Majority of above-mentioned vascularization methods are insufficient to promote high engraftment rates of tissue-engineered skin constructs. Therefore, novel approaches to ensure optimal therapeutic outcomes following skin replacement are still required. Current research strategies focus on combining prevascularization and angiogenesis-promoting techniques, as a therapeutic modality accelerating the healing of wounds. Such a combinational strategy is anticipated to speed up the process of engrafting of the prevascularized skin grafts or dermal templates into the host tissue. Further, the lymphatic system, which has been successfully integrated together with blood microvasculature helps to remove interstitial fluid and reduce edema. Thus, a healthy lymphatic system is essential for the engraftment of skin replacements and currently therapeutic lymphangiogenesis is a new area of research in skin repair. Further the sensory system, which is known to be essential for the perception of heat, pain, and touch, should also be integrated within the vascularized structures in order to accurately mimic the complex composition and architectural arrangement of skin tissues.

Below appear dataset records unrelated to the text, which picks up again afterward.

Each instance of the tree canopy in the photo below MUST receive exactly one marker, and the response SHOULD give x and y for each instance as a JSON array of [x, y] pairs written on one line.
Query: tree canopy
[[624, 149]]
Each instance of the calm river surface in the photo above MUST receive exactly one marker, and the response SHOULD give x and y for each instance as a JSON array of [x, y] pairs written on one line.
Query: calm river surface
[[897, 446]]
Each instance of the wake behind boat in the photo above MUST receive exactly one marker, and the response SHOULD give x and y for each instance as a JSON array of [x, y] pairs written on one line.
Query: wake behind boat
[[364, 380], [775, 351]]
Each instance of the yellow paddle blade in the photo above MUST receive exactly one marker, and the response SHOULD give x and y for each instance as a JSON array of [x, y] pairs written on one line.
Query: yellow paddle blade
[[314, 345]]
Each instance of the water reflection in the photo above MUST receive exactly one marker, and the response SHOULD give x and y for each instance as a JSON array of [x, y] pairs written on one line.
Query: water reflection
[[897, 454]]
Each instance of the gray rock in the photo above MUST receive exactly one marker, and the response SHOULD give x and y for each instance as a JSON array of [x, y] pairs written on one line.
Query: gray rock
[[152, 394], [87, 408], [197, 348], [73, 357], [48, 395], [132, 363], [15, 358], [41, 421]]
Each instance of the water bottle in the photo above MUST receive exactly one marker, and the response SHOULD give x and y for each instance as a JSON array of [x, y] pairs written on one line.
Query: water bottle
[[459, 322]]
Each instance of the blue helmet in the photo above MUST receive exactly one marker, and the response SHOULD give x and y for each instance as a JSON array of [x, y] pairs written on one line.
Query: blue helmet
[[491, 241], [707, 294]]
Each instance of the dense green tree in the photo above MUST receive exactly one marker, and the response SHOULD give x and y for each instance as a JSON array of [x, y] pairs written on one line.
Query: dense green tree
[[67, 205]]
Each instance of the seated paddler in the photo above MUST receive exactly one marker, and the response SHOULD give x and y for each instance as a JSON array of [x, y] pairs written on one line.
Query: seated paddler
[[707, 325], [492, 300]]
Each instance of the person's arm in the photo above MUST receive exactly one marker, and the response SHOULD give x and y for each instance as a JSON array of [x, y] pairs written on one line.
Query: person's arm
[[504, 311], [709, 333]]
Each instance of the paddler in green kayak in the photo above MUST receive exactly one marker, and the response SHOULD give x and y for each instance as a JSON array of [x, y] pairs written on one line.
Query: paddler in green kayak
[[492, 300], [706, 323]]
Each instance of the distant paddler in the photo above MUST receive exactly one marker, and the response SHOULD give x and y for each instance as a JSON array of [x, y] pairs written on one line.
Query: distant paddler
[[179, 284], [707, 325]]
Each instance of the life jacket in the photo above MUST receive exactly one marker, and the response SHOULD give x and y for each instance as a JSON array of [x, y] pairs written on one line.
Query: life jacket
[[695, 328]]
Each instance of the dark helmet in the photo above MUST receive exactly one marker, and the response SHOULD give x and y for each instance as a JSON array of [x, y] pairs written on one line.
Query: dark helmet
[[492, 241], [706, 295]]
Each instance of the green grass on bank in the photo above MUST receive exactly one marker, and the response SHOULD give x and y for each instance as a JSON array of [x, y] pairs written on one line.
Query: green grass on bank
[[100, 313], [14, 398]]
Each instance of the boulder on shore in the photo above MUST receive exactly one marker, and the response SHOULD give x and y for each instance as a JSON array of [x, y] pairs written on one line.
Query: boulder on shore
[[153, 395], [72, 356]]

Successful in vitro vascularization requires a vascular pedicle connecting the engineered microvascular network to the perfusion reactor and/or host internal circulatory system. Therefore, only a functional microvascular network promotes rapid graft intake and longterm survival. However, in order to develop complex engineered vascular tissues for clinical use, it is imperative to establish multiple combination strategies. Therefore, a combined approach using 3D-bioprinting, perfusion reactors, and tissue-engineering is crucial to successfully produce prevascularized skin tissues for clinical use.